Story
DeepVision-103K: A Visually Diverse, Broad-Coverage, and Verifiable Mathematical Dataset for Multimodal Reasoning
Key takeaway
Researchers created a large, verified math dataset to help AI systems better understand visual mathematical reasoning. This could lead to AI assistants that can provide more useful support for math education and problem-solving.
Quick Explainer
The core idea behind DeepVision-103K is to create a large, diverse dataset of multimodal mathematical problems for training reinforcement learning models with verifiable rewards. The dataset spans a broad range of visual elements, including geometry, analytic plots, and real-world objects in mathematical contexts, as well as diverse mathematical disciplines and visual logic problems. A three-stage curation pipeline transforms real-world K12 problems into structured and verifiable question-answer pairs, ensuring the dataset's validity and broad coverage.
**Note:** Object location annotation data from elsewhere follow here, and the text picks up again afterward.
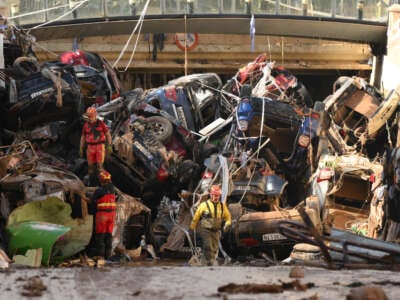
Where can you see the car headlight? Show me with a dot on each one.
(304, 141)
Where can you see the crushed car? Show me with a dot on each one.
(362, 118)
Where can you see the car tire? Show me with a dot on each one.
(160, 127)
(26, 66)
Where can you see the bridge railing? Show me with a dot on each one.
(37, 11)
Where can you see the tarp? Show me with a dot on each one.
(55, 211)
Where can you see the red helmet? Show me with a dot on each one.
(91, 112)
(215, 190)
(104, 177)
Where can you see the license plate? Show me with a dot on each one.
(243, 188)
(273, 237)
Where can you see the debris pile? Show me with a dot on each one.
(291, 168)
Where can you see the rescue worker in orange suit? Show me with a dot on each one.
(95, 136)
(213, 216)
(104, 197)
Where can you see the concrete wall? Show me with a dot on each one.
(391, 63)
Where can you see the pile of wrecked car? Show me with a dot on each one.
(282, 159)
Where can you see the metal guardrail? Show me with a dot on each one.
(25, 12)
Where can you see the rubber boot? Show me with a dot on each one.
(100, 244)
(108, 245)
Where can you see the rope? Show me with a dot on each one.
(185, 45)
(60, 17)
(138, 25)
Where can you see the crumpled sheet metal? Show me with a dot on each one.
(351, 163)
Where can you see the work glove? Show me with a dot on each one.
(226, 228)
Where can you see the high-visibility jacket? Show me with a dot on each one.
(105, 209)
(211, 215)
(95, 133)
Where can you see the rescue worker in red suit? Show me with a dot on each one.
(104, 197)
(95, 136)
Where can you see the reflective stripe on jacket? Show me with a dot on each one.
(95, 133)
(211, 216)
(106, 203)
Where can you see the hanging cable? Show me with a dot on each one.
(60, 17)
(138, 25)
(185, 45)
This dataset enables training large multimodal models with enhanced visual perception, reflection, and reasoning capabilities, outperforming models trained on other open-source datasets as well as official thinking variants.
Deep Dive
DeepVision-103K: A Visually Diverse, Broad-Coverage, and Verifiable Mathematical Dataset for Multimodal Reasoning
Overview
DeepVision-103K is a large-scale multimodal mathematical dataset designed for training reinforcement learning with verifiable rewards (RLVR). It features:
- Visual Diversity: DeepVision-103K covers major visual categories including geometry, analytic plots, charts, and real-world items in mathematical contexts, with richer element types than existing datasets.
- Broad Coverage: The dataset incorporates wide-ranging multimodal mathematical problems and visual logic problems, jointly enhancing mathematical and visual logic reasoning.
- Automatic Data Curation Pipeline: DeepVision-103K employs a three-stage pipeline of validity filtering, pass-rate-based difficulty calibration, and query correctness verification to transform diverse real-world K12 problems into structured and verifiable QA pairs.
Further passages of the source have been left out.